What was percolating throughout the rooms of the White Towers Motel was anybody’s guess, but I imagined people getting fucked-up and losing control, in short, I imagined David Lynch’s most recent music video.

The room we were assigned was worn, as if taped together over the course of neglected decades, and mysteries were abundant.

The color of the bathtub.
The scrapes and gauges, as if claw marks, in the wall by the bed.
The huge pylon beside the front door.
The slashed open screen in the window.
The Ouija board in the desk drawer.

Feeing very uncertain about the decision we had made to stay there, we quickly headed out for dinner. It was here where I asked the waitress what she knew of the White Towers Motel.

Astonished, “You’re not staying there, are you?”

“Yes, the owner said that the good and the bad and the ugly stayed there, we’re the good.” I said.

“You can’t stay there. I won’t let you. It’s full of crack heads and hookers.
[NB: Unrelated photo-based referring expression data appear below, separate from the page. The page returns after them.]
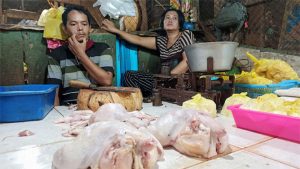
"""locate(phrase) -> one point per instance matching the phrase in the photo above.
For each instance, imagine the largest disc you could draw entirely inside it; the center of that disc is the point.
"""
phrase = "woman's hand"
(109, 26)
(76, 47)
(182, 67)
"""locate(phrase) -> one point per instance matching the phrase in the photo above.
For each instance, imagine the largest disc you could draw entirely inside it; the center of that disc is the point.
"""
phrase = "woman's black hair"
(180, 18)
(80, 9)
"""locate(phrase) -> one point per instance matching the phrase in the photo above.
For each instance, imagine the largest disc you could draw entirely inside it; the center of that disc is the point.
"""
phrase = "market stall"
(229, 106)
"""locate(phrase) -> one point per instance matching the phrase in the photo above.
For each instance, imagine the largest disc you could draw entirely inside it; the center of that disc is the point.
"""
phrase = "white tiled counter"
(248, 149)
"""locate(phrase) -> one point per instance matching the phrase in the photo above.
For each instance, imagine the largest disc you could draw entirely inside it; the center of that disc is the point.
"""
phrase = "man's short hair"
(80, 9)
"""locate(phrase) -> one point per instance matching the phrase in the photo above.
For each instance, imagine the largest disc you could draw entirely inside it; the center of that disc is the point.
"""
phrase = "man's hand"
(109, 26)
(76, 47)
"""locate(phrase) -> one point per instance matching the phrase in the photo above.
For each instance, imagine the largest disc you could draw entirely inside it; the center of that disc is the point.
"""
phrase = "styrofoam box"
(26, 102)
(275, 125)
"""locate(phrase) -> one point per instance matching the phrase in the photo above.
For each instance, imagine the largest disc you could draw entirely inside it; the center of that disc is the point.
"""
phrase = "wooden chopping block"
(130, 98)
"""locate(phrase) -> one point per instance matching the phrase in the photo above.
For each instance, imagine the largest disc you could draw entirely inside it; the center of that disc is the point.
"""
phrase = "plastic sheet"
(116, 8)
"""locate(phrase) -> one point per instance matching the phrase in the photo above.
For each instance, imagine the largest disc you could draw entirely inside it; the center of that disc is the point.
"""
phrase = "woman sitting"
(170, 46)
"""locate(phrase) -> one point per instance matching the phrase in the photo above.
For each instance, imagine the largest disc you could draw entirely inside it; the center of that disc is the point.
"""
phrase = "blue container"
(26, 102)
(255, 90)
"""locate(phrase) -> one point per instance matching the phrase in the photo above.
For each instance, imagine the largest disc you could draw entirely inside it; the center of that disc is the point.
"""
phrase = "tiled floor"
(247, 149)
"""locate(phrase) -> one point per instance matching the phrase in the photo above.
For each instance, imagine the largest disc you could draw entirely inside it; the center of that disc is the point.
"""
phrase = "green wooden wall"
(30, 46)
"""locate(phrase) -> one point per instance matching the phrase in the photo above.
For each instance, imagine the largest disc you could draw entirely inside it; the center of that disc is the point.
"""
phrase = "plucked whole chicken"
(110, 145)
(190, 132)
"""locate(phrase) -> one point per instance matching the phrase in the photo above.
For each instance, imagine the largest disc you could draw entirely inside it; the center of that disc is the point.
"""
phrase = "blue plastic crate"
(255, 90)
(26, 102)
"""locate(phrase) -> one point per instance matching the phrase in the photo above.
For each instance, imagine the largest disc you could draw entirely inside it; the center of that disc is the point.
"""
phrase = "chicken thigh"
(110, 145)
(190, 132)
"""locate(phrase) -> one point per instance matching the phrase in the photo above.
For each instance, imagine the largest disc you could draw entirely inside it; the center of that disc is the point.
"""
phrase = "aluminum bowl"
(223, 54)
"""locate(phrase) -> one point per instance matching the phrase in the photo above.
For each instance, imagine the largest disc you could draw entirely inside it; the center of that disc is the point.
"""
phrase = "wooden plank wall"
(290, 32)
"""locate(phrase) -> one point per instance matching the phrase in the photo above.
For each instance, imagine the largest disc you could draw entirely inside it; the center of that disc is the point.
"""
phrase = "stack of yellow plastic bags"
(267, 71)
(202, 104)
(266, 103)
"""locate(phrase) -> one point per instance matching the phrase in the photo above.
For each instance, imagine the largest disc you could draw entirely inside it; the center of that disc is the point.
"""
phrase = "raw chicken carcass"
(110, 145)
(191, 132)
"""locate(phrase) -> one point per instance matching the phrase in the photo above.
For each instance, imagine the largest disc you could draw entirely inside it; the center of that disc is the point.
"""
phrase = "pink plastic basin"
(275, 125)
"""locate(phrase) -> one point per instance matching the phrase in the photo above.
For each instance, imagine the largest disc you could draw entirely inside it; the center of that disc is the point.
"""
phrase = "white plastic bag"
(116, 8)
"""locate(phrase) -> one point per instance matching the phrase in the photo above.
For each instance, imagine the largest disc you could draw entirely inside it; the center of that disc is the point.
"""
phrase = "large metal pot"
(222, 53)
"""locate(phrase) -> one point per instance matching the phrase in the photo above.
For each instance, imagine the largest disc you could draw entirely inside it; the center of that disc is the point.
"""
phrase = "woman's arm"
(147, 42)
(182, 67)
Bad things happen there.”

“I found a Ouija board in the desk,” I added as an affirmation.

“Creepy! Oh God, please, please, please don’t stay there. If anything were to happen to you guys I’ll die from guilt!”

“We have pepper spray for bears,” my friend added, as if to calm her fears.
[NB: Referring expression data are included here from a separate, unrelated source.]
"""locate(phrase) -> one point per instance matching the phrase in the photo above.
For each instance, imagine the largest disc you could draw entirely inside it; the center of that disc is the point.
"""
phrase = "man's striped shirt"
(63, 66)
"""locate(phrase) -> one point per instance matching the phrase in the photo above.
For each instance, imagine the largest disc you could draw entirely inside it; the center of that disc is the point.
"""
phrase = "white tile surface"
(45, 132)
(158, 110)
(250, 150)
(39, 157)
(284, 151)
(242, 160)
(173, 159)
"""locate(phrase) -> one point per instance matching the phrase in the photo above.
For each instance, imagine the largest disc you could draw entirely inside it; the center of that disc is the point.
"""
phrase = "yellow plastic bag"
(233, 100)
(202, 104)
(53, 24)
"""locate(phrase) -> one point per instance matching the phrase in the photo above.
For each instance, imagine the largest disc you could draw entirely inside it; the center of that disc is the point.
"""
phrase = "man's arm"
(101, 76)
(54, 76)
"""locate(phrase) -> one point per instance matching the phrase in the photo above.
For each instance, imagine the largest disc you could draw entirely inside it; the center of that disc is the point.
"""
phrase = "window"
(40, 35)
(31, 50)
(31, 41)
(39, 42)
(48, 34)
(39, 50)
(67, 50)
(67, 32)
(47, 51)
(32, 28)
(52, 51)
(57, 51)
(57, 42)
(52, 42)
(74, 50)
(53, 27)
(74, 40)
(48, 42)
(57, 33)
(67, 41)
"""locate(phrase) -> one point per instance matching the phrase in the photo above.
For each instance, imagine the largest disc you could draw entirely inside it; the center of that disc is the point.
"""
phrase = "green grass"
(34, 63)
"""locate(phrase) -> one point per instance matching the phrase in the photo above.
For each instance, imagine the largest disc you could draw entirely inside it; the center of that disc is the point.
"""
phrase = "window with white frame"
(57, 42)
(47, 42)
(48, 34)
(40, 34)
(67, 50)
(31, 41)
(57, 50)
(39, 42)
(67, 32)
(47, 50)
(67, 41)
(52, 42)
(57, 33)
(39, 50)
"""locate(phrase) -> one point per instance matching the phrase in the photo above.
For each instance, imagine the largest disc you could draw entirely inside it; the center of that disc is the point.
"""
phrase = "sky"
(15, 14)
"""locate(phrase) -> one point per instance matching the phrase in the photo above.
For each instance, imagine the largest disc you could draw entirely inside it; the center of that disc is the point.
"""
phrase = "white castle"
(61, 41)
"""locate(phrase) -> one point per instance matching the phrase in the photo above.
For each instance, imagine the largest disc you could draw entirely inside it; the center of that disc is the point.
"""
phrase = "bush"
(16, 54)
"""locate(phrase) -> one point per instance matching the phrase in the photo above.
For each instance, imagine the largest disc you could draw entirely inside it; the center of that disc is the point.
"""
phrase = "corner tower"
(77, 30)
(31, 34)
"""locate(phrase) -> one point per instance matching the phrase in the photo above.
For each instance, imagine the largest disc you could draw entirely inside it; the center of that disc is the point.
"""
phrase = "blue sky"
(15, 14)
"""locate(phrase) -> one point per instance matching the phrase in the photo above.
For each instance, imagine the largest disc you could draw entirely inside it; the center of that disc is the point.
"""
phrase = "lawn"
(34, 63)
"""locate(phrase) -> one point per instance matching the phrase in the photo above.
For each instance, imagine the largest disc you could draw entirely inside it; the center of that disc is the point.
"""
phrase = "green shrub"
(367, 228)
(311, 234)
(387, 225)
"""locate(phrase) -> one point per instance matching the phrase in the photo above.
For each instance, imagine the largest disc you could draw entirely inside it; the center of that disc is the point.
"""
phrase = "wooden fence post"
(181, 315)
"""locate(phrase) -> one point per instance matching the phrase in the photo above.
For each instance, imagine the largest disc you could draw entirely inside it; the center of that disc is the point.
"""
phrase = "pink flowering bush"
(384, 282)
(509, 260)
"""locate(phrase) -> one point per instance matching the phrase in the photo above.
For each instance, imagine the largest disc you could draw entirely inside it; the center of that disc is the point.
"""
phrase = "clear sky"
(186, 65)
Over the course of our dinner we had three different servers and the restaurant manager all approach us and try to persuade us not to stay there. The manager, assuming the authority only restaurant managers can, found a vacancy for us at a different Motel. “Look,” he said, ” you really don’t want to stay there. Just last week a guy, messed up on Meth, cut out the screen window of his room (my screen window!), wiggled through it and then jumped off the bridge just behind the motel. He thought he was under attack from demons (The Ouija Board!). It was all over the news. That’s the sort of thing that happens there all the time, man. Check out the reviews online. Just tell me you won’t stay there.”

” We won’t stay there, ” I assured him.

“It’s the end of the month and the welfare cheques are coming in. People party like monsters. It’s like a full moon times a million.”
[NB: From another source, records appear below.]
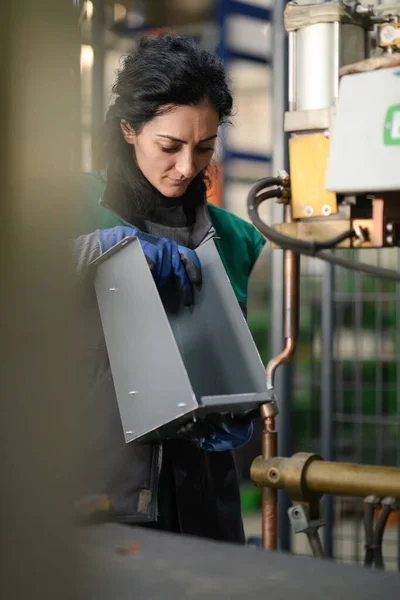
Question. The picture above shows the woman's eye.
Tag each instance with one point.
(169, 149)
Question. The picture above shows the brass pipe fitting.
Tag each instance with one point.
(306, 475)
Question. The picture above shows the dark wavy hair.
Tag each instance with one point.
(164, 71)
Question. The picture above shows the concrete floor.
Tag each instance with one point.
(346, 548)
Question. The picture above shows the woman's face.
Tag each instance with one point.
(174, 147)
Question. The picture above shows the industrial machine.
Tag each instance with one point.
(343, 191)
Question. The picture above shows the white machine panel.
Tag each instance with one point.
(365, 138)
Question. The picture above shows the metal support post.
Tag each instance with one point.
(98, 44)
(283, 384)
(327, 391)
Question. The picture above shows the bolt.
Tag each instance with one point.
(273, 474)
(326, 210)
(308, 211)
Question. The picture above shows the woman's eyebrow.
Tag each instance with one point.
(173, 139)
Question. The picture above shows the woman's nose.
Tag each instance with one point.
(185, 165)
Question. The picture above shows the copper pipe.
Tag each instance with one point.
(278, 360)
(269, 495)
(269, 410)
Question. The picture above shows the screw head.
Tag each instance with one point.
(308, 211)
(326, 210)
(273, 474)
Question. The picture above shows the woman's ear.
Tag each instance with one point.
(127, 131)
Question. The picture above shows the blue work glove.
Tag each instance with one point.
(166, 259)
(217, 433)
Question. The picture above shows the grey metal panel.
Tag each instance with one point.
(167, 359)
(216, 346)
(145, 361)
(165, 566)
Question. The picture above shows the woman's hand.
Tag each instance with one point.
(166, 259)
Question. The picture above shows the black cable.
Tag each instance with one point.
(378, 535)
(307, 248)
(369, 512)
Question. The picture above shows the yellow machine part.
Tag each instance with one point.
(308, 158)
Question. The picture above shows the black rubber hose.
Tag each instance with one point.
(296, 245)
(302, 247)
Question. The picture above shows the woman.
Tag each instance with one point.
(170, 98)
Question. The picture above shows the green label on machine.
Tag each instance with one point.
(391, 131)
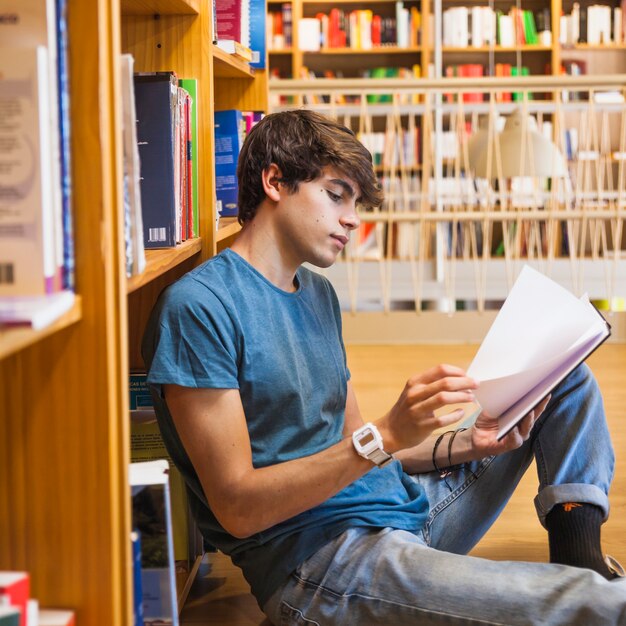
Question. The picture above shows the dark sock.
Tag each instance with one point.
(574, 536)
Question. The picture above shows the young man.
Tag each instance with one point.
(253, 395)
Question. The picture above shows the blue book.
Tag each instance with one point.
(257, 33)
(156, 96)
(229, 132)
(65, 147)
(135, 540)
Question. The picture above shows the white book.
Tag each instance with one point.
(27, 245)
(35, 311)
(152, 518)
(541, 333)
(132, 166)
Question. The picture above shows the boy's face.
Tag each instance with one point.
(315, 222)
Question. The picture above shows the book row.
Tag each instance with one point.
(360, 29)
(36, 240)
(479, 26)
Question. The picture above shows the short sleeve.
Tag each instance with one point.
(191, 339)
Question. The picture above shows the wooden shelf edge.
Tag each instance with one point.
(227, 66)
(228, 226)
(160, 261)
(373, 51)
(162, 7)
(12, 340)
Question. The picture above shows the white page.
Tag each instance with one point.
(541, 329)
(536, 314)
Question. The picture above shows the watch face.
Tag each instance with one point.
(366, 438)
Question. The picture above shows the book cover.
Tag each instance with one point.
(151, 513)
(56, 617)
(146, 444)
(27, 234)
(16, 587)
(541, 333)
(156, 97)
(10, 616)
(191, 85)
(37, 312)
(132, 167)
(35, 24)
(257, 34)
(68, 279)
(228, 141)
(135, 541)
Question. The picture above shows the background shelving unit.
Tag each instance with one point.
(601, 58)
(64, 432)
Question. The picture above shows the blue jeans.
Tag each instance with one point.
(387, 576)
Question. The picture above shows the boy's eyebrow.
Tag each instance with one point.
(342, 183)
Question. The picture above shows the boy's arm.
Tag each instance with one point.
(212, 427)
(245, 500)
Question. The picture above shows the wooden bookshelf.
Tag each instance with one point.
(159, 262)
(64, 435)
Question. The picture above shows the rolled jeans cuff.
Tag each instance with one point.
(552, 495)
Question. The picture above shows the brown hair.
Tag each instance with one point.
(301, 143)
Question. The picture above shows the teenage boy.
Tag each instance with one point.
(253, 395)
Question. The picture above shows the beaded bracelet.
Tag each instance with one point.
(443, 473)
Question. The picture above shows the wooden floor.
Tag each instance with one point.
(220, 595)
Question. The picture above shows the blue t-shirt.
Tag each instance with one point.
(224, 325)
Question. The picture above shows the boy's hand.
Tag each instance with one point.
(413, 417)
(484, 432)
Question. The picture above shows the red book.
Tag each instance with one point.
(56, 617)
(228, 18)
(15, 586)
(376, 30)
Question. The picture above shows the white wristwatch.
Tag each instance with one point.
(369, 444)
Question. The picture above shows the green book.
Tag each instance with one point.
(191, 85)
(530, 30)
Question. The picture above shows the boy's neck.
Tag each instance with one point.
(258, 246)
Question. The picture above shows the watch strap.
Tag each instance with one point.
(380, 457)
“A lot of bad decisions and pent-up frustration,” I said.

“You really have no idea, you guys really don’t want to stay there.”

Still, we did stay there.

Feeling confident, even curious, after ingesting a belly full of booze and red meat, we figured we could handle anything, after all, we had a bottle of Scotch and some pepper spray for bears in our room with us, what could possibly go wrong?

Obviously, this was a recipe for disaster, and as I sat on the edge of my bed in this seedy motel, drinking scotch and being instructed on how to use the bear pepper spray in case somebody tried to break-in, I thought of a movie I’d just watched a week earlier.

Into The Abyss, a documentary by Werner Herzog, could, I guess, be described as a broad examination of the death penalty in the USA. It’s not a political film, but a rather personal, even humane one. Herzog, always off camera, interviews a wide variety of people affected by the crime a death row inmate. These people, whether victims, perpetrators or the executers of justice, were all deeply traumatized, marked by a deep anger, sorrow and disappointment. The vulnerability in each person was heart wrenching.

The villains in the movie, those whose lives were long stretches of boredom and limited expectations punctuated by seemingly random acts of violence, didn’t have a chance. Everything in the world, both the arbitrary and the ordained, seemed stacked against them. These were the people I imagined in the motel rooms around us, individuals stretched thin, who in some state of flight, despair or release could in the flash of one inarticulate, explosive spasm, detonate a chain reaction of destruction that could ruin lives for generations.